Bank holiday weekends are always the perfect time to leave london and have a day out. We hopped on a train to Cambridge 45mins from Kings Cross we had arrived in the beautiful city of Cambridge.
Kettle's Yard was our first destination after a hearty lunch. I've seen so many images of Kettle's Yard and had never been before so when we arrived we certainly were not disappointed. http://www.kettlesyard.co.uk
Having walked down a narrow walkway you are confronted with St Peter's church on the right and the gallery on the left. The house is straight in front and a small queue of people waiting outside as there is a limitation on how many visitors are allowed in at any one time.
You enter the house through an old wooden door and the staircase is immediately on your left this space then opens out into a perfectly formed reading room and dining area, nestled in the corner with a small bedroom and bathroom at the end of the house.
The placement of objects, prints, paintings, flowers and furniture is very much how the house was when Jim and Helen Ede had lived there.

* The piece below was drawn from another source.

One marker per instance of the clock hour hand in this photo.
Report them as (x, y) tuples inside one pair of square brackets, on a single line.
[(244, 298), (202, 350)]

Jim was a curator at Tate in the 1920's and the house is filled with artists works he collected such as Ben Nicholson, Henry Moore, Miro, and Lucie Rie.
It was also refreshing to be encouraged to sit down on the many chairs scattered throughout the house. As the rooms were meant to be seen from a sitting position.
As you climb the stairs to the first floor again you are presented with a lounge area with a piano and seating space next to a large window and a huge painting hanging on the wall at an angle that follows the line of the wall itself.
There's an abundance of plants and greenery dedicated areas floodlit with natural sunlight where the plants are clustered together. The entire space has an instantly welcoming feel to it.
Despite the fact it is a gallery that happens to be within a domestic setting. It feels as though Jim and Helen have just momentarily popped out.
As you walk down some steps there is the most unexpected transformation to the space. In 1970 the extension to this house was completed. Architecturally it is reminiscent of it's time, the space is light and airy, cleverly divided revealing different views as you walk though the rooms. Minimal in it's construction with clean linear structures creating and dividing the space.
Kettles Yard is shortly going to be closed from the 22nd June 2015 for two years due to redevelopment work to open a cafe, and education centre and expand the gallery area.
I will definitely pay another visit upon it reopening in 2017.